The CT-based Quinnipiac poll, with its R-leaning likely voter model, has its second tight CT race in two days, and like the CT-Sen race yesterday, has a three point lead for the Democrat.
Fueled by a shift among independent Connecticut likely voters, Republican candidate for governor Tom Foley now has 42 percent to Democrat Dan Malloy's 45 percent, making the race too close to call, according to a Quinnipiac University poll released today.
This compares to a 50 - 41 percent Malloy lead in a September 15 likely voter survey by the independent Quinnipiac (KWIN-uh-pe-ack) University poll, conducted by live interviewers.
Connecticut independents (42%) outnumber Democrats (37) and Republicans (20) via voter registration. And unlike the Senate race, with few undecideds and 9% who say they can change their minds, more people here have not settled on a candidate. That's of interest because in the survey Foley has not gone up, Malloy has gone down.
In today's survey, 12 percent of likely voters are undecided and 22 percent of voters who name a candidate say they could change their mind by Election Day. Malloy leads 86 - 8 percent among Democrats. Foley leads 82 - 9 percent among Republicans. Independent voters shift from a 42 - 44 percent split September 15 to 44 - 38 percent for Foley today. Women back the Democrat 52 - 34 percent while men back the Republican 49 - 38 percent.
You'll see that huge gender gap all over the country.

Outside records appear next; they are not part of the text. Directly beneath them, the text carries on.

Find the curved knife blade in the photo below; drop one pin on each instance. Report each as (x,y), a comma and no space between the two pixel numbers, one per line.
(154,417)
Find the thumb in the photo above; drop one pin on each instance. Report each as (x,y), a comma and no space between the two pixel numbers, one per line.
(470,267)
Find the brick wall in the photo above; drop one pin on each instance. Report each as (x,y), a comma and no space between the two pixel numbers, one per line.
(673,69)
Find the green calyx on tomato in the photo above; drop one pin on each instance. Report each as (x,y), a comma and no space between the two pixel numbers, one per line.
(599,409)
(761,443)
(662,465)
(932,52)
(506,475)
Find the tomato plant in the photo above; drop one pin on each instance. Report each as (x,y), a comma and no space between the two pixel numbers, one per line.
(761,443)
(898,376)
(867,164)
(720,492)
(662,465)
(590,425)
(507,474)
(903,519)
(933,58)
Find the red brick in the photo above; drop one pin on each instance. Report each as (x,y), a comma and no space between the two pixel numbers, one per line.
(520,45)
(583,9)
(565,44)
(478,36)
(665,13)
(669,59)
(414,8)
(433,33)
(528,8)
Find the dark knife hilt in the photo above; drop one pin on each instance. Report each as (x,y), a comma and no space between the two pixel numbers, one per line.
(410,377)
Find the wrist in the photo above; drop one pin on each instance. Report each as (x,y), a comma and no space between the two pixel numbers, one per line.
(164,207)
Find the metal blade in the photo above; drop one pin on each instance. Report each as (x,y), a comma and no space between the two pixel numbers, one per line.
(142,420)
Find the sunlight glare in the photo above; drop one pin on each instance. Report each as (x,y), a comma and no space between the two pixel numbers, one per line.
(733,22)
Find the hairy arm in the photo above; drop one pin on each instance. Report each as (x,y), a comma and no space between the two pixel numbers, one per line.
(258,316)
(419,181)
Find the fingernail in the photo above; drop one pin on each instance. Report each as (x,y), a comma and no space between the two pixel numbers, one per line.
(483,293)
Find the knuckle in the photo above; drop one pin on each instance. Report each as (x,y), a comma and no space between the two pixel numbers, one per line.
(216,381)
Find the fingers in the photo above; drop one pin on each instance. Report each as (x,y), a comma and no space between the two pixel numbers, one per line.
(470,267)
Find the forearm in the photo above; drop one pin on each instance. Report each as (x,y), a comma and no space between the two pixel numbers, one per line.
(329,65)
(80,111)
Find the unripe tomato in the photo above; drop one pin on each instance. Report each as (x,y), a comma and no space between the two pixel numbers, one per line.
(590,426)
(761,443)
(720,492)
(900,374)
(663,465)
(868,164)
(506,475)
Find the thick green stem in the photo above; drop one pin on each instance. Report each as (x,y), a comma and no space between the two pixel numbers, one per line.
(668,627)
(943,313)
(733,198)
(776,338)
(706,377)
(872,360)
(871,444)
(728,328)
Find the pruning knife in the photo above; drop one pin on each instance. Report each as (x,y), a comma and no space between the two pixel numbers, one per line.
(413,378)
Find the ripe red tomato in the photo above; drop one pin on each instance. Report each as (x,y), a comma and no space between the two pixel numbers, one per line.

Another interesting question is the one about ads (also featured in the Senate race.)
The 79 percent of likely voters who have seen Foley's TV ads split 45 - 46 percent on whether they are informative or annoying.
Malloy does only slightly better as 80 percent of voters have seen his ads and 49 percent find them informative while 43 percent find them annoying.
Foley isn't spending as much as the Sen. R candidate, Linda McMahon, and the ads aren't really striking a chord.
What's the big issue? Not polled, but both in the Senate and the Governor's race, it's the economy and (I suspect) Chris Dodd's unpopularity in standing up for Wall Street and not Main Street. Independents have had little reason to move toward the Republicans since the last survey a few weeks ago, and the vote motivation for Malloy (are you voting for this guy or against the other guy? 73%) is higher than the vote for Foley (60%), just as we saw in the Senate race where the Democrat Richard Blumenthal gets 75% of his voters voting for him, McMahon gets 52% in what is clearly a protest vote. Yet those same indies are right now, according to Quinnipiac, breaking R.
Trends are your friend when it comes to polls, and there's no doubt the race is tightening. Whether CT is really this GOP friendly or whether it's a consequence of the Q-poll likely voter model remains to be seen. Yesterday, Rasmussen had Malloy by 10, with leaners breaking his way. Go figure.
Oh, and just to sweeten the pot, check out this Charlie Cook article on polling:
I should echo an argument made several weeks ago by my good friend and competitor Stu Rothenberg. He scoffed at those who mistakenly believed that polls conducted independently from the candidates and parties were inherently better or more reliable than campaign polling.
My view is that most academic polling, as well as the polling sponsored by local television stations and newspapers, is dime-store junk.
Meanwhile ,without this new poll, Nate Silver was figuring an 89% chance Malloy wins. Has everything/anything really changed?
In any case, there's a close election (this poll sez) and a chance to flip control. What more do you need to GOTV?